Die Unternehmenssteuerreform war vor allem ein Versprechen: das Versprechen, dass alles gleich blei­ben wür­de, ein­fach bes­ser. Sozusagen: Das Schweizer Steuereinhorn wird wei­ter­hin Regenbogen fur­zen, aber jetzt auch noch mit Glitter drin und mit dem Segen von der EU und OECD. Aber sobald gefragt wur­de, wie das genau funk­tio­nie­re, wur­de geant­wor­tet, das gehe eben ein­fach, weil … naja, es geht! Glaubt uns ein­fach!

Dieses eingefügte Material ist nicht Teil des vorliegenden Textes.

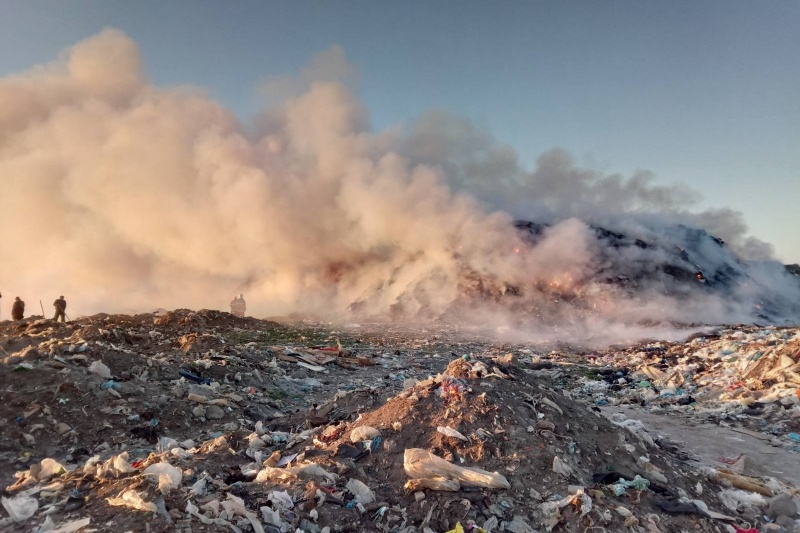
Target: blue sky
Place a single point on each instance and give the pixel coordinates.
(703, 93)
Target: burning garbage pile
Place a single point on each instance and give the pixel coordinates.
(184, 419)
(746, 376)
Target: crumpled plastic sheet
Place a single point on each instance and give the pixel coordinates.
(638, 483)
(363, 494)
(551, 510)
(169, 477)
(20, 507)
(132, 500)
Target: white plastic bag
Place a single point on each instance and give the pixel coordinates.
(20, 507)
(363, 494)
(169, 477)
(422, 464)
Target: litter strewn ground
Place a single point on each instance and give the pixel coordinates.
(188, 420)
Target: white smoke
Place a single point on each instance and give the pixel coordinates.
(124, 196)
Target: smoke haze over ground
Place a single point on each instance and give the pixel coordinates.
(125, 196)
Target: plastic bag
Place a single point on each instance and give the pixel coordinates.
(132, 500)
(99, 369)
(363, 494)
(450, 432)
(169, 477)
(422, 464)
(21, 507)
(364, 433)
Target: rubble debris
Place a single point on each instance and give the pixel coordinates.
(210, 420)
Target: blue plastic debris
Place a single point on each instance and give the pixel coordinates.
(194, 377)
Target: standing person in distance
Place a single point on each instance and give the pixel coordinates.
(61, 308)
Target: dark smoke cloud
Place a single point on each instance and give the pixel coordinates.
(126, 196)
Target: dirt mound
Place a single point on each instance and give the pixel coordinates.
(113, 419)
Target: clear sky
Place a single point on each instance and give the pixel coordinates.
(705, 93)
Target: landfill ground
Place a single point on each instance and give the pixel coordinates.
(202, 421)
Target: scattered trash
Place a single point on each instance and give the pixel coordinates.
(362, 493)
(425, 468)
(99, 369)
(133, 500)
(294, 432)
(450, 432)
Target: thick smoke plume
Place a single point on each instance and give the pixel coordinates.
(126, 197)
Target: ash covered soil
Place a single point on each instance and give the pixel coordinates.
(204, 421)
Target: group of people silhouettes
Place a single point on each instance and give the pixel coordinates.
(238, 308)
(18, 309)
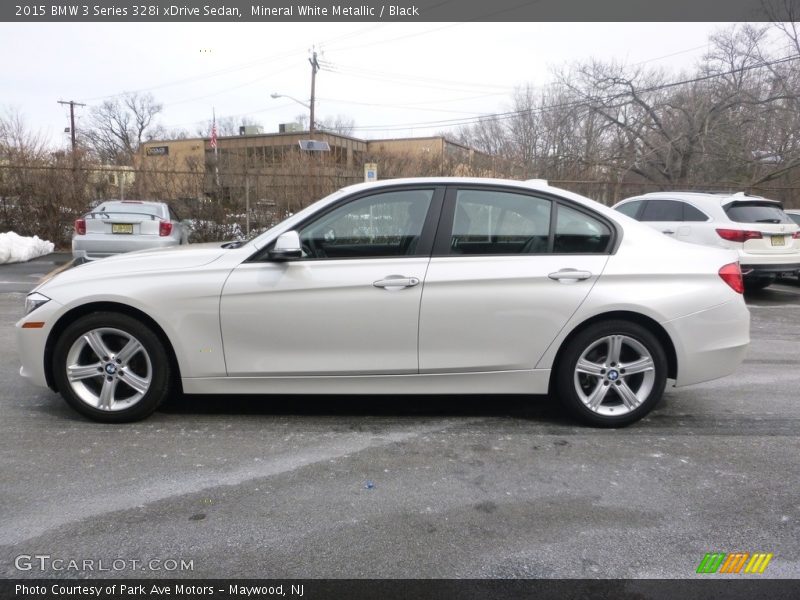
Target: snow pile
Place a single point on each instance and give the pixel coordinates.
(15, 248)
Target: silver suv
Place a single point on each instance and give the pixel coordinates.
(766, 239)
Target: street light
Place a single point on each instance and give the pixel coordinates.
(311, 123)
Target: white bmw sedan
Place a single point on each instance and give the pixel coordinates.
(434, 285)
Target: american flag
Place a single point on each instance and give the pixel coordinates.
(214, 135)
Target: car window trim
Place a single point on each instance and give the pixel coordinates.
(441, 245)
(426, 239)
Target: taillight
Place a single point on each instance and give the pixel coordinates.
(732, 275)
(738, 235)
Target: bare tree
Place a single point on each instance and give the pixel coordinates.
(118, 127)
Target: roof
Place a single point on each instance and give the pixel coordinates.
(720, 197)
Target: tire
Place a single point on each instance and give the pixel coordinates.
(594, 381)
(127, 383)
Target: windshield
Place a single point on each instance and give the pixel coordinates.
(289, 222)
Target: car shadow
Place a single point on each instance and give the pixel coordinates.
(539, 408)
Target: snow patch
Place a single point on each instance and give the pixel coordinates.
(16, 248)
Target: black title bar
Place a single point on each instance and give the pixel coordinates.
(377, 11)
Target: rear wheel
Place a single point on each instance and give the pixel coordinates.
(612, 374)
(111, 368)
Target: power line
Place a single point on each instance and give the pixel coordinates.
(572, 104)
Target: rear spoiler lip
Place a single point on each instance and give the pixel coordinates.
(97, 214)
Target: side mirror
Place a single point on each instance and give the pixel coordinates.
(286, 247)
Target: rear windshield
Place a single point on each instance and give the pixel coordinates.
(756, 212)
(129, 208)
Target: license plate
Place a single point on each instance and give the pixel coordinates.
(778, 240)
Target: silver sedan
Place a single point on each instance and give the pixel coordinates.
(119, 226)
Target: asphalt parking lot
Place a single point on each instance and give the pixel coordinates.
(457, 487)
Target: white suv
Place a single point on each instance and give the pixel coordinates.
(767, 240)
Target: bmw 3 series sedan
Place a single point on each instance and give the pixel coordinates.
(413, 286)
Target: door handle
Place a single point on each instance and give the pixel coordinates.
(396, 281)
(567, 275)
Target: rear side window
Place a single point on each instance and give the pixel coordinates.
(495, 222)
(579, 233)
(756, 212)
(630, 209)
(662, 210)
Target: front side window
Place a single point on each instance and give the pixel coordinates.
(494, 222)
(380, 225)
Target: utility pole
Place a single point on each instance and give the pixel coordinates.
(314, 69)
(72, 105)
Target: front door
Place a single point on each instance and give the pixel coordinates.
(350, 306)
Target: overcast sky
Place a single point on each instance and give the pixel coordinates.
(392, 79)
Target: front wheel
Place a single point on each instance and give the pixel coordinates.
(612, 374)
(111, 368)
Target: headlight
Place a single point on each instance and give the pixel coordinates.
(34, 301)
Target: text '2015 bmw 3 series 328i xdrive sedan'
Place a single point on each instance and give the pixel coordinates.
(412, 286)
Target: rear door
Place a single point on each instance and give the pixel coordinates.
(509, 268)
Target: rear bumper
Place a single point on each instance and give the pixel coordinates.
(91, 247)
(712, 343)
(750, 270)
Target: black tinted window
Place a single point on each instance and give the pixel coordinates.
(756, 212)
(630, 209)
(577, 232)
(494, 222)
(662, 210)
(690, 213)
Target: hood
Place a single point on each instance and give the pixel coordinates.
(176, 258)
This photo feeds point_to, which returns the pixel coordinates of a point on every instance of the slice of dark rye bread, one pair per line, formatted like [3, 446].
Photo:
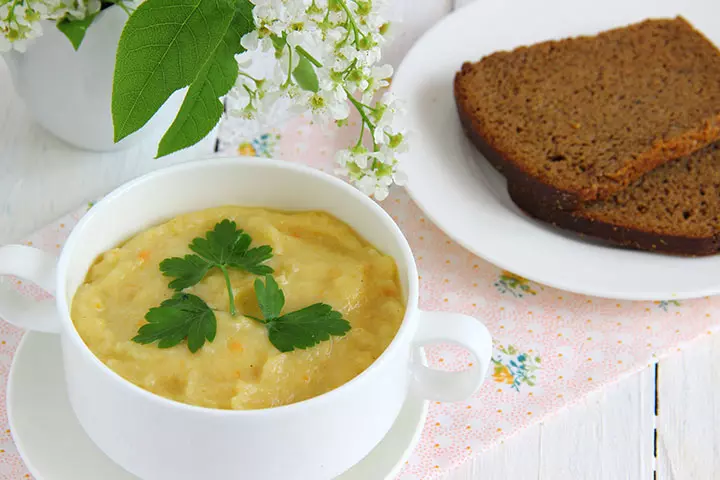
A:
[581, 119]
[673, 209]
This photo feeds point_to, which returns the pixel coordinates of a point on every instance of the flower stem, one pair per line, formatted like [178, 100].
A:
[361, 110]
[351, 19]
[307, 55]
[360, 107]
[362, 132]
[287, 82]
[231, 297]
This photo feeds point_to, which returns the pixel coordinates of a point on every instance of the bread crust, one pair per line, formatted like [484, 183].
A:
[552, 206]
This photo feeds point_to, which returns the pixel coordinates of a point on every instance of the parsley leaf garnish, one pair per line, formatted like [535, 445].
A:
[224, 247]
[184, 316]
[301, 329]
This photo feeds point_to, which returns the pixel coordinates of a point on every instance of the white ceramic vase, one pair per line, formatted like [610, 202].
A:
[69, 92]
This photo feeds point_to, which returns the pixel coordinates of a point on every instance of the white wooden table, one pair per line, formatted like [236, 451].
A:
[661, 423]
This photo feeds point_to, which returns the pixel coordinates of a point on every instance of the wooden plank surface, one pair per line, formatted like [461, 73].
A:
[689, 413]
[608, 436]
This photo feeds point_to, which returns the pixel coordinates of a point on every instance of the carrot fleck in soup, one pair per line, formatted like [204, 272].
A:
[330, 306]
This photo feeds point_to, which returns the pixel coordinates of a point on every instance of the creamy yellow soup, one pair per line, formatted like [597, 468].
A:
[317, 258]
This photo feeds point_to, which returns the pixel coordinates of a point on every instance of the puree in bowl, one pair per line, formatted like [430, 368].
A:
[317, 258]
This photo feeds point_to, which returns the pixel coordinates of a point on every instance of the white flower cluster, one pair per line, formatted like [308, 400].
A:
[20, 19]
[326, 56]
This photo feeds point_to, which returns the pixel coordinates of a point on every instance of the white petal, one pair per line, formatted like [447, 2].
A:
[250, 40]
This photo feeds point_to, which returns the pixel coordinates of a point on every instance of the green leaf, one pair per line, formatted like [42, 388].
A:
[201, 110]
[163, 47]
[306, 328]
[270, 298]
[184, 316]
[305, 75]
[74, 29]
[301, 329]
[225, 246]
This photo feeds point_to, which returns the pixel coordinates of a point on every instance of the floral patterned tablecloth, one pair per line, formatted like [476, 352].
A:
[552, 348]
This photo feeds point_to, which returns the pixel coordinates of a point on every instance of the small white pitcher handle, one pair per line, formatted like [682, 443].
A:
[38, 267]
[462, 330]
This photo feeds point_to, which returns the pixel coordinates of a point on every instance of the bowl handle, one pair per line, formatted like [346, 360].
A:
[38, 267]
[462, 330]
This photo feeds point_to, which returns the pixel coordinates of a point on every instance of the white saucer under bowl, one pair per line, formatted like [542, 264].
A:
[55, 447]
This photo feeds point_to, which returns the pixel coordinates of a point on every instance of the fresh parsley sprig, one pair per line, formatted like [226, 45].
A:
[188, 317]
[224, 247]
[300, 329]
[184, 316]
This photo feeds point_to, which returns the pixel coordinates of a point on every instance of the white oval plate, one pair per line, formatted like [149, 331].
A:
[55, 447]
[467, 198]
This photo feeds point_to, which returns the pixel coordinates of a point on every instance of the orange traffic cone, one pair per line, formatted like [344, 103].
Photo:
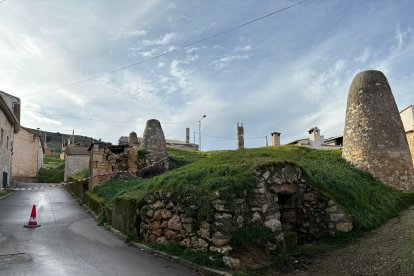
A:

Solange der Chor noch ein­zig aus den Silberstimmen der bür­ger­li­chen Bundesparteien und Wirtschaftsverbände bestan­den hat­te, lagen die Umfragewerte auf durch­aus hoff­nungs­fro­hem Niveau. Doch dann kamen die Finanzdirektoren von Kantonen und vor allem Gemeinden daher und ver­sau­ten das himm­li­sche Lobpreisen mit fürch­ter­li­chen Dissonanzen. Dabei war weni­ger wich­tig, was gesagt wur­de, als von wem es gesagt wur­de. Es waren zwar auch Politiker, aber sol­che, die unmit­tel­bar nahe wir­ken, Staatsangestellte, die im jenem Rathaus sit­zen, das man von sei­nen Behördengängen her kennt, und deren gelun­ge­ne oder ver­murk­ste Politik den Alltag der Stimmbürger unmit­tel­bar berührt. Das sind die, denen man glaubt, wenn sie sagen: ‹Jungs und Mädels, wenn ihr das annehmt, muss ich von jedem min­de­stens einen 1000er mehr haben, da wir sonst so viel Geld ver­lie­ren, dass unse­re Gemeinde ein­packen und das neue Schulhaus nicht finan­zie­ren kann› – dann kann eine sol­che Vorlage eigent­lich ein­packen.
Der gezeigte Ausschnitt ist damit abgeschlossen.